The Queensland Gas Fields Commission is currently undertaking a research program to improve understanding of the interconnectivity between the Condamine Alluvium and underlying Walloon Coal Measures in the Cecil Plains area of the Surat Basin where initial exploration for coal seam gas (CSG) is underway. The aquifer pump testing program is one part of the Program and has now begun.
CSG is produced by pumping groundwater from coal seams to release gas. Water pressures in the coal seams will be reduced and may cause some reductions in underlying and overlying aquifers where there is some degree of interconnectivity. This research study will provide more data on interconnectivity.

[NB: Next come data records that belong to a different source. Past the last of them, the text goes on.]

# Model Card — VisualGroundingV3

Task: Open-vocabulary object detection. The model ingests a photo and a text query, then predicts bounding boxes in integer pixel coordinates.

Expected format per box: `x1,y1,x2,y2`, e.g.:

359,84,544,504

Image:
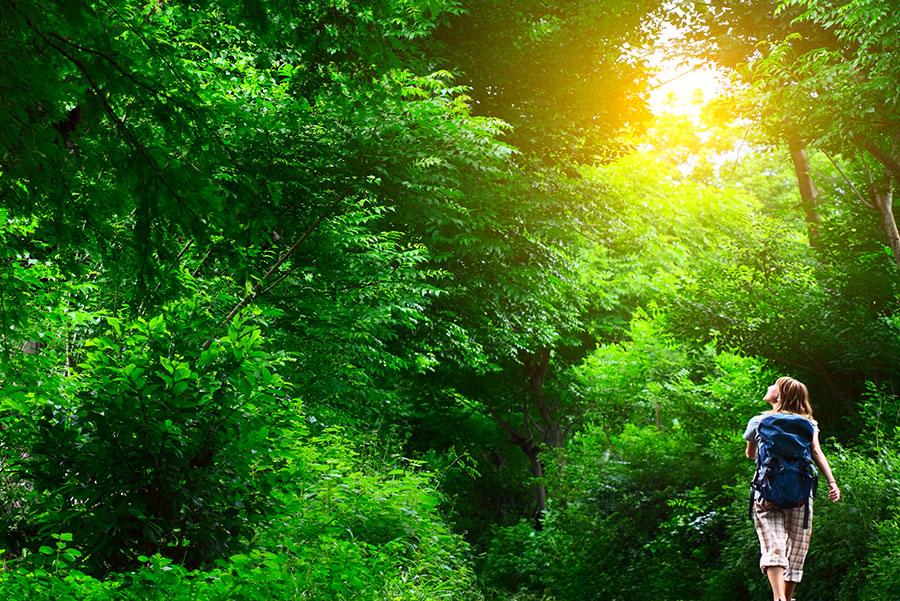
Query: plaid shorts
753,498,813,582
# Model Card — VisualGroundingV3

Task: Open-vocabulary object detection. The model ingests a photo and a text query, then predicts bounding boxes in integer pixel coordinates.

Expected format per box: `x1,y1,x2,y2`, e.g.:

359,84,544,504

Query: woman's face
763,384,778,405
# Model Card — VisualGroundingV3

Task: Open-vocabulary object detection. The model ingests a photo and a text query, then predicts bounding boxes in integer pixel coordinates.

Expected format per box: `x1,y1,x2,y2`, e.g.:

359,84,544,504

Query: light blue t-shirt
744,413,819,440
744,413,819,499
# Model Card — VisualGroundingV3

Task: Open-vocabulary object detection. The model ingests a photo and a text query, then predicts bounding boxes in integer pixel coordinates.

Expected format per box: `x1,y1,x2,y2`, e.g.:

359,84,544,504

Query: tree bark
871,184,900,267
788,136,822,248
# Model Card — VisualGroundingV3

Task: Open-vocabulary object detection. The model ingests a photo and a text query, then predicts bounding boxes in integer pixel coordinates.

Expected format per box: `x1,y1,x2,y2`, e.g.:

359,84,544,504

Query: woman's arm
812,430,841,501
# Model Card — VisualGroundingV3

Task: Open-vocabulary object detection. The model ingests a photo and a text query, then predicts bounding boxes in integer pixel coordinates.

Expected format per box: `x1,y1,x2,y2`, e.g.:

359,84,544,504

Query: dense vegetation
0,0,900,601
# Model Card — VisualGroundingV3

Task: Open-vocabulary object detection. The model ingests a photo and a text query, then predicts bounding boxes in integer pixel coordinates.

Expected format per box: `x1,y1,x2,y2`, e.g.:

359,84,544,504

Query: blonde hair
773,376,815,422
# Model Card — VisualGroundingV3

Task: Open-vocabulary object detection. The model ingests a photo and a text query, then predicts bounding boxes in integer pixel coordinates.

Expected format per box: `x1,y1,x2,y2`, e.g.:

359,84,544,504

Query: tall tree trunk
525,446,547,530
871,183,900,267
788,136,822,247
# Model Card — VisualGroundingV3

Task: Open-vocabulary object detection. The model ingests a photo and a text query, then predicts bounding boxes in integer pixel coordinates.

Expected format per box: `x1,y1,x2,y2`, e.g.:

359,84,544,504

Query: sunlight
646,27,725,121
649,60,723,120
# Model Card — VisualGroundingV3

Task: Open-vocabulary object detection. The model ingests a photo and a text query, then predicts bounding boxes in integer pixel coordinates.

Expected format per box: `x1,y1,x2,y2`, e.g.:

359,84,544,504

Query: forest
0,0,900,601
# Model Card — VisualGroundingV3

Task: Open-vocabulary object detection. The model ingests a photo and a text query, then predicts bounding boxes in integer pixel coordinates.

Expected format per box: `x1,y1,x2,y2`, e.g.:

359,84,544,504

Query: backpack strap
750,482,753,520
803,497,809,530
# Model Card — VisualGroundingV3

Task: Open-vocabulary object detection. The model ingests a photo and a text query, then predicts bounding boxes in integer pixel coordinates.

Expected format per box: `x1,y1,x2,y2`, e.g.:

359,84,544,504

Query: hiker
744,377,841,601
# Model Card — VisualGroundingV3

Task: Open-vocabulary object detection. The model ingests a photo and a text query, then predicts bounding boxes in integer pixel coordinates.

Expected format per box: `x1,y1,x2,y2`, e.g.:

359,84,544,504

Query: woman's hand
828,480,841,503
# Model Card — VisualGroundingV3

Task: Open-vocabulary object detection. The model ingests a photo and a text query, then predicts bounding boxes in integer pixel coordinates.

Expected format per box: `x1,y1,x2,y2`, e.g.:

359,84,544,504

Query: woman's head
764,376,812,417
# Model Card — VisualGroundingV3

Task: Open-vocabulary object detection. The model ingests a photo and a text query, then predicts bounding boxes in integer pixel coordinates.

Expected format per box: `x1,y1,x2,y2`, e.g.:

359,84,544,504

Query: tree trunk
872,184,900,267
523,446,547,530
788,137,822,248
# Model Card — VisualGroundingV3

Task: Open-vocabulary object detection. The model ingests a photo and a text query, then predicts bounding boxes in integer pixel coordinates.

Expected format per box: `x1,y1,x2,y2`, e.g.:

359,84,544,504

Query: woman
744,377,841,601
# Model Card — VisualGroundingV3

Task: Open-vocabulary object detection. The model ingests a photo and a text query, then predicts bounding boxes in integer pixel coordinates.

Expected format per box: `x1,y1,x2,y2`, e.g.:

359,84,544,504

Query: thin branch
819,149,875,209
209,198,340,342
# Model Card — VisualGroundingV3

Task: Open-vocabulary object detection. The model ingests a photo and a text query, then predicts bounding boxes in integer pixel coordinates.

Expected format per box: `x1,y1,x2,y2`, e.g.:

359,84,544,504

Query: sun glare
649,60,723,119
646,26,725,121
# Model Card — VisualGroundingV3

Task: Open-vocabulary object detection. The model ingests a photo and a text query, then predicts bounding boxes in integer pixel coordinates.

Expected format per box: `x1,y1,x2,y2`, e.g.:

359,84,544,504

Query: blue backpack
750,413,819,530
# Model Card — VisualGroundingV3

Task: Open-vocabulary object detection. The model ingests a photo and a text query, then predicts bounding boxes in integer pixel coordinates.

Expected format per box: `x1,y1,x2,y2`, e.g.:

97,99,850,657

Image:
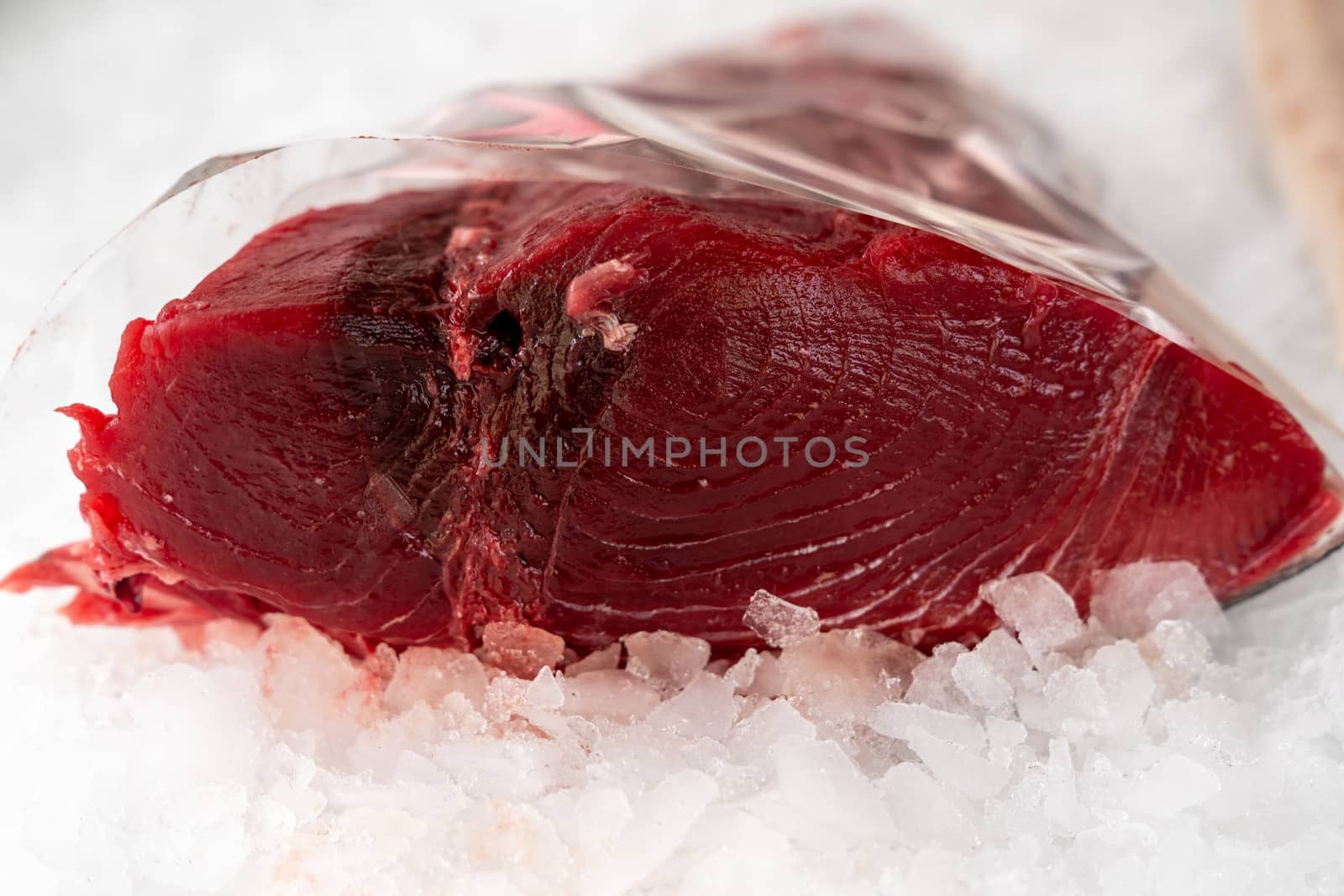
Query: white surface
0,0,1344,410
0,0,1344,896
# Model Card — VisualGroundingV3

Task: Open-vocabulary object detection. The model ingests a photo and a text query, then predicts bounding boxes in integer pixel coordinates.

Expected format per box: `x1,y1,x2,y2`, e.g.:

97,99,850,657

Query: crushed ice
0,564,1344,896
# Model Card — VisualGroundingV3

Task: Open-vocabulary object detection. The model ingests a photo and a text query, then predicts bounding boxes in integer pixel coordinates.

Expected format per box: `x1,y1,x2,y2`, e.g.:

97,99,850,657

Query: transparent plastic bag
0,16,1344,628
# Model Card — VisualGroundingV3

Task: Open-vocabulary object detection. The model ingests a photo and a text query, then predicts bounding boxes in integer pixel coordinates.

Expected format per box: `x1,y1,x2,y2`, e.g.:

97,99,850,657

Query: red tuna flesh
5,183,1340,647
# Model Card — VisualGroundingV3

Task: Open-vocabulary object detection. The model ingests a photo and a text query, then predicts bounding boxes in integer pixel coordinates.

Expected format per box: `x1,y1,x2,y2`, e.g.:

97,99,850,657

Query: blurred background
0,0,1344,422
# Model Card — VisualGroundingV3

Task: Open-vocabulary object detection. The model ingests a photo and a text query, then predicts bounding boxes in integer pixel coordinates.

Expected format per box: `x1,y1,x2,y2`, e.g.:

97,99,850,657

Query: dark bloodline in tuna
9,183,1340,649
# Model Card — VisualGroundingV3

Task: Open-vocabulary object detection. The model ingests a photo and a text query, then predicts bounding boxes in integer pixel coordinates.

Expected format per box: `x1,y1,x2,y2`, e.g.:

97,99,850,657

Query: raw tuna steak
12,181,1340,647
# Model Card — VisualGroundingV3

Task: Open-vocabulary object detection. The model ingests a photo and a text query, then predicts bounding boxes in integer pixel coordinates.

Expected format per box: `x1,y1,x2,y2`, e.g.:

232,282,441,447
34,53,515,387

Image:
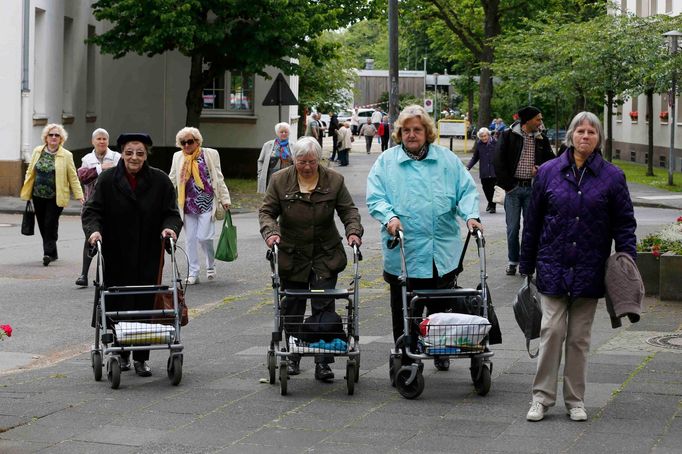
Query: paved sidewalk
0,142,682,454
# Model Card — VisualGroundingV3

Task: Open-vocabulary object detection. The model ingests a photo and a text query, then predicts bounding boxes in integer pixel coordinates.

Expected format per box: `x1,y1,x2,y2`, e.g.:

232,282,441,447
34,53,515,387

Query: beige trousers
533,294,597,409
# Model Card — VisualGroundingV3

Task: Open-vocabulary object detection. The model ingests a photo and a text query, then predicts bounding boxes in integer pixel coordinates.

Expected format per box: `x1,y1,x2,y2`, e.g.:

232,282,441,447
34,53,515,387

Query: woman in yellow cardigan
21,123,83,266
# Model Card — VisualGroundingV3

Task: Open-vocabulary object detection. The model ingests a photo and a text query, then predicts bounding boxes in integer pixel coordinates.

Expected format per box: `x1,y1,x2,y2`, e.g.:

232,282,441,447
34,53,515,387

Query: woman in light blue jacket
367,105,483,369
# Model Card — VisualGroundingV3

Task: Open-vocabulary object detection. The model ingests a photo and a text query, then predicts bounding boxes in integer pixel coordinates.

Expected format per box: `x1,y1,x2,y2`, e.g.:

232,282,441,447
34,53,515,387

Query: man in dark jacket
494,106,555,276
81,134,182,377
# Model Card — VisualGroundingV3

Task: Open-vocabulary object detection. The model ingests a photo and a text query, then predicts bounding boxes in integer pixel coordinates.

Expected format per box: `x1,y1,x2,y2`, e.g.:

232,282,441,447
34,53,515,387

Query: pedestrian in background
81,133,182,377
350,107,360,136
257,122,294,194
367,105,483,370
20,123,85,266
76,128,121,287
377,115,391,153
360,118,377,154
258,137,363,382
337,122,353,167
168,127,231,285
327,112,339,162
519,112,637,421
493,106,555,276
467,128,497,214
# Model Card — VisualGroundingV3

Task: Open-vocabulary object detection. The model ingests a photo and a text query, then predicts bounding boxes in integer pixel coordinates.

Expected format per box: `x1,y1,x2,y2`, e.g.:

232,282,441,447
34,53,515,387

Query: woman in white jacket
252,122,290,194
169,127,231,285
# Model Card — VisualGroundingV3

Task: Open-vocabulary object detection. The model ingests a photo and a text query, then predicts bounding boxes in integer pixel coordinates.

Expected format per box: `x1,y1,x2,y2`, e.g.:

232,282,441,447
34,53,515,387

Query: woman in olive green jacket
21,123,84,266
258,137,363,381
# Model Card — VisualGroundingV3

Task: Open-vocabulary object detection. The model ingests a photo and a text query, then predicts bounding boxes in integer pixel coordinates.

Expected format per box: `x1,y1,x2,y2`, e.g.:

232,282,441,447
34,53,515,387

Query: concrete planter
636,252,661,295
659,252,682,301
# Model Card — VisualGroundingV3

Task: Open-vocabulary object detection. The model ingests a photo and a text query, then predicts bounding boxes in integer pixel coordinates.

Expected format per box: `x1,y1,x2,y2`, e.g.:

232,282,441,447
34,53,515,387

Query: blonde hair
393,104,436,143
175,126,204,148
40,123,69,145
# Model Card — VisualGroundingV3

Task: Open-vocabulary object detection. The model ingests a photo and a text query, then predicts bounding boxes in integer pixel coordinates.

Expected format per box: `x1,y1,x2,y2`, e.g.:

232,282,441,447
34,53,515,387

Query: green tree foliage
91,0,370,126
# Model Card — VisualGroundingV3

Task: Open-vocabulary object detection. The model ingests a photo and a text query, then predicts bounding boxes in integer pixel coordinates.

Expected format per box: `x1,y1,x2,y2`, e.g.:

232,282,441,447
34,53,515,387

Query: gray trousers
533,294,597,409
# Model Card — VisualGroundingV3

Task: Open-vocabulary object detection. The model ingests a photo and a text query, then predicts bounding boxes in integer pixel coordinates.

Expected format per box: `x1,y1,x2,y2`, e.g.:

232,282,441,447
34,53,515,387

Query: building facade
605,0,682,170
0,0,298,195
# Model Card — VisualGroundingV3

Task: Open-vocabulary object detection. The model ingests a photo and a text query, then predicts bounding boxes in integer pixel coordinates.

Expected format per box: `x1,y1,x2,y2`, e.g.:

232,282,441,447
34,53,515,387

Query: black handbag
21,200,36,236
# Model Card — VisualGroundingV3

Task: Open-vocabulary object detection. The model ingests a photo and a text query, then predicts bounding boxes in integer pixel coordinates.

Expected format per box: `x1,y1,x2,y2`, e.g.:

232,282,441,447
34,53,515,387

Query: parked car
546,128,566,143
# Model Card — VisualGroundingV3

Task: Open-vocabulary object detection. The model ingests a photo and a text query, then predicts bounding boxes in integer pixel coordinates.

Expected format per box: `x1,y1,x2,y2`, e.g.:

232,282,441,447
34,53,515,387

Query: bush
637,216,682,257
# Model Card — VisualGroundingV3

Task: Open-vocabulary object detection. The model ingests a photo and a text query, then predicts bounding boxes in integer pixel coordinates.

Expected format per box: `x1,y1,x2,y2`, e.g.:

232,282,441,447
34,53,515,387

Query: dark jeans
33,197,63,259
282,270,338,363
481,177,497,206
504,186,533,265
384,264,457,342
339,148,350,166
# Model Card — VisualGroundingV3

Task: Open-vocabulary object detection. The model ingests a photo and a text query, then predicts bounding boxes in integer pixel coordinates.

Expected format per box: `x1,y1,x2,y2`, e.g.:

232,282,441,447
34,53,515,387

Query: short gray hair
476,127,490,139
565,111,604,150
292,136,322,161
92,128,109,140
275,121,291,134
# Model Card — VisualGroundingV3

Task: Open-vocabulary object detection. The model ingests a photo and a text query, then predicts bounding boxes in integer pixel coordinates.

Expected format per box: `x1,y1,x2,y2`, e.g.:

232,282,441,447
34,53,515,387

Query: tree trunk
604,91,615,162
644,89,654,177
185,55,204,128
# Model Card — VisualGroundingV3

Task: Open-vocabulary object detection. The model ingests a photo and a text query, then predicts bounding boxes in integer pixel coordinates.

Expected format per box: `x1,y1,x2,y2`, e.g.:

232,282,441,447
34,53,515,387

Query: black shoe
287,360,301,375
133,361,152,377
315,363,334,382
433,358,450,371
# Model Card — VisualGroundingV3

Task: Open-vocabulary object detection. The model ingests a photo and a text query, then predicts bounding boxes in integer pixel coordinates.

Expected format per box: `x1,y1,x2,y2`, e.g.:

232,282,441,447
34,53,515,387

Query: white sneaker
185,276,199,285
526,402,545,421
568,407,587,421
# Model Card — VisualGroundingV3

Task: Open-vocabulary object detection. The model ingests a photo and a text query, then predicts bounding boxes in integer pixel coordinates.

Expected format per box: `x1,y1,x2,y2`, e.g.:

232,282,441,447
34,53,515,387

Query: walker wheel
474,366,492,396
395,367,424,399
346,359,358,396
90,350,102,381
279,361,289,396
166,354,182,386
268,350,277,385
107,357,121,389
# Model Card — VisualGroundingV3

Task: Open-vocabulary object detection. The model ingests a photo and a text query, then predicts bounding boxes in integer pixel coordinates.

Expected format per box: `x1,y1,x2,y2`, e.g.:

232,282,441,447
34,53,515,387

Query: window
203,72,255,114
85,25,97,122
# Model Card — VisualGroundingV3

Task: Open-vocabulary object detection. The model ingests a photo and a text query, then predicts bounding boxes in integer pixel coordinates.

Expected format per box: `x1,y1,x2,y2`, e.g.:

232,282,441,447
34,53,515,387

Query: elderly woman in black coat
467,128,497,213
81,134,182,377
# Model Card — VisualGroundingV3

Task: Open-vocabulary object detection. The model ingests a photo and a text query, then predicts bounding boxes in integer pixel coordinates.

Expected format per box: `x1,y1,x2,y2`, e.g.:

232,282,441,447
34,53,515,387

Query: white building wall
604,0,682,166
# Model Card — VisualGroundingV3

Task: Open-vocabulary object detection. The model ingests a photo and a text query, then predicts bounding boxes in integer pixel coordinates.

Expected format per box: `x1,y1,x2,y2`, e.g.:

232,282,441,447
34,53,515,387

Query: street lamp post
663,30,682,186
433,73,438,122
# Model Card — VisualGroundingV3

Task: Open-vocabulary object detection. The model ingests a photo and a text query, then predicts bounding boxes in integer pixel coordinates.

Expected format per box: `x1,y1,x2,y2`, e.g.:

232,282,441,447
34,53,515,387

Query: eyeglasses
296,160,317,167
123,150,147,158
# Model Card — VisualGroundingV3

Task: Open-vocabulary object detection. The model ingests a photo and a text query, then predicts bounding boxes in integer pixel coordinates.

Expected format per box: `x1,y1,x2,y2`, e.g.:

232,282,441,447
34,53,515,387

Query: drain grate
646,334,682,350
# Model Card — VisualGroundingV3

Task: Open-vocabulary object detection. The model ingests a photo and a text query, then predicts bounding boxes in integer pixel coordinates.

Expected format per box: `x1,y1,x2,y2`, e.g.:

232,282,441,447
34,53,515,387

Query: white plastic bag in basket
422,312,491,347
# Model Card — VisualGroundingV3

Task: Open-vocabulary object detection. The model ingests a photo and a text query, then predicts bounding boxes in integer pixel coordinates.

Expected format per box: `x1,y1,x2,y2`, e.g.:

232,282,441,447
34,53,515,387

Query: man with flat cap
81,133,182,377
493,106,555,276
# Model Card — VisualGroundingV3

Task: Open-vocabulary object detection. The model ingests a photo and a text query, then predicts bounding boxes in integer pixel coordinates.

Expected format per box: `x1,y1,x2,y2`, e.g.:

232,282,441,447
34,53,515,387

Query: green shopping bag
215,210,237,262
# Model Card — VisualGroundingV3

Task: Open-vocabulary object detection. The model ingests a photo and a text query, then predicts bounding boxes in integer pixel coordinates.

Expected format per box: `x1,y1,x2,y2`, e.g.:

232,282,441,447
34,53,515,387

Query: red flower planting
0,325,12,337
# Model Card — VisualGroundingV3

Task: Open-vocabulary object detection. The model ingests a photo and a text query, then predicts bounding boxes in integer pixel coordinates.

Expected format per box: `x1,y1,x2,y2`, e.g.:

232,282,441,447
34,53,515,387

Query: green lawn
613,159,682,192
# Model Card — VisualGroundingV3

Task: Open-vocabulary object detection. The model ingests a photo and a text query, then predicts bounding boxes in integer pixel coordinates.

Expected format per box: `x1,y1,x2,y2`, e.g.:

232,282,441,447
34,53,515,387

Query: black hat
518,106,542,124
116,132,152,150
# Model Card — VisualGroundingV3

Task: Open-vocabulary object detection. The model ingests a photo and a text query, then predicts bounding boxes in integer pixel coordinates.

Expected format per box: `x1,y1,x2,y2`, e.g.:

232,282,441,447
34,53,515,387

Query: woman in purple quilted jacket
519,112,637,421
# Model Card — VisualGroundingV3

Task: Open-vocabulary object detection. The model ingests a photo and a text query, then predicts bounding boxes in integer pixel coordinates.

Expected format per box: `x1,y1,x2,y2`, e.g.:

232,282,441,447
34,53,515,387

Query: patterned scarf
275,139,289,161
178,147,204,210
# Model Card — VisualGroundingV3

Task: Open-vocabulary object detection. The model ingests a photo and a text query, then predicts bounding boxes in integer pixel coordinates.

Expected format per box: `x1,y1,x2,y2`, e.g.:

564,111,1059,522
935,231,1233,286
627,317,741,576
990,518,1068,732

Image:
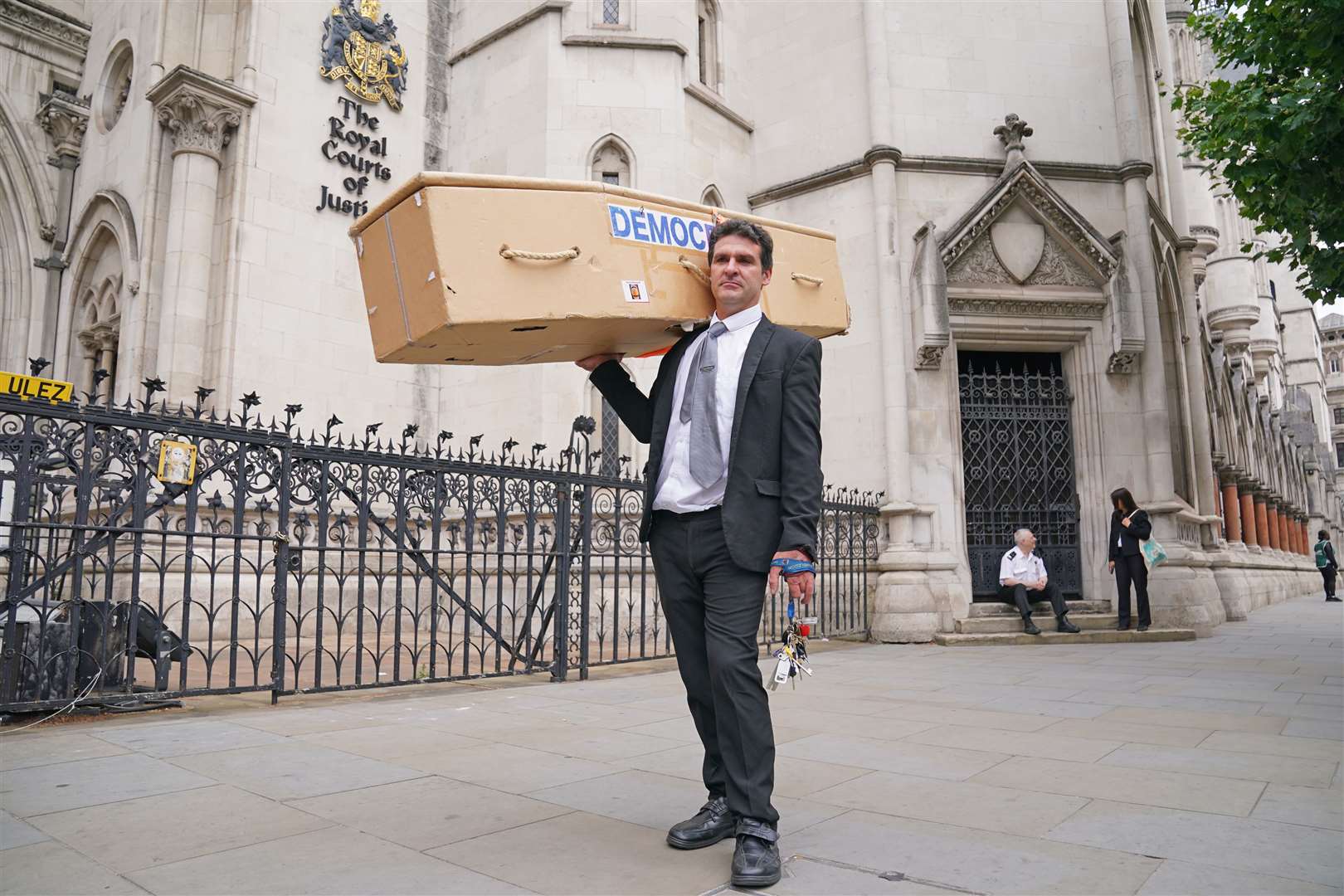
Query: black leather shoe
733,818,781,887
668,796,738,849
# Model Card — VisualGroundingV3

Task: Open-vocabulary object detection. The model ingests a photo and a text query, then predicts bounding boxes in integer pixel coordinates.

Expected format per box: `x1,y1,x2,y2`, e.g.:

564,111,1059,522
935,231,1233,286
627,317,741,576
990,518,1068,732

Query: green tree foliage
1173,0,1344,304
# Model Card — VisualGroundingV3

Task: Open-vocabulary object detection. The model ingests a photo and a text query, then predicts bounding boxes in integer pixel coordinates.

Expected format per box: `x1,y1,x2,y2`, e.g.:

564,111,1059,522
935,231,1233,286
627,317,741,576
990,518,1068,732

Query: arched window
589,134,635,187
695,0,722,91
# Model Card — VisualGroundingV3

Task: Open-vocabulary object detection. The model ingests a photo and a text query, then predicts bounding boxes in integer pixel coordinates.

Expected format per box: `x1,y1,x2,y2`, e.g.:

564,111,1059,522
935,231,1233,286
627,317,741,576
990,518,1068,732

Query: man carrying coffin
578,219,821,887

Work has begun this month on the drilling of the first of four water monitoring bores to be installed by Arrow Energy as part of an aquifer pump testing program designed by the Office of Groundwater Impact Assessment (OGIA).
OGIA has also started overseeing an extensive survey of water bores in the area. The survey will measure water levels and water chemistry in approximately 100 private bores to complement data available from existing government and other monitoring bores.
The results of the aquifer pump testing and the bore survey will be reviewed by independent hydrologist, John Hillier, who has been retained by OGIA. The findings from the Condamine Interconnectivity Research Program will be used to update the Surat underground Water Impact Report that was prepared by the then Queensland Water Commission in 2012 and now overseen by OGIA.
At the request of the GasFields Commission, OGIA established the Condamine Stakeholder Consultation Committee at the start of this year to oversee the research processes and outcomes. The committee comprises members from Basin Sustainability Alliance, Central Downs Irrigators, Cotton Australia and other landholders. Many of the committee members attended a field day at the site of the first water monitoring bore on Thursday 11 July.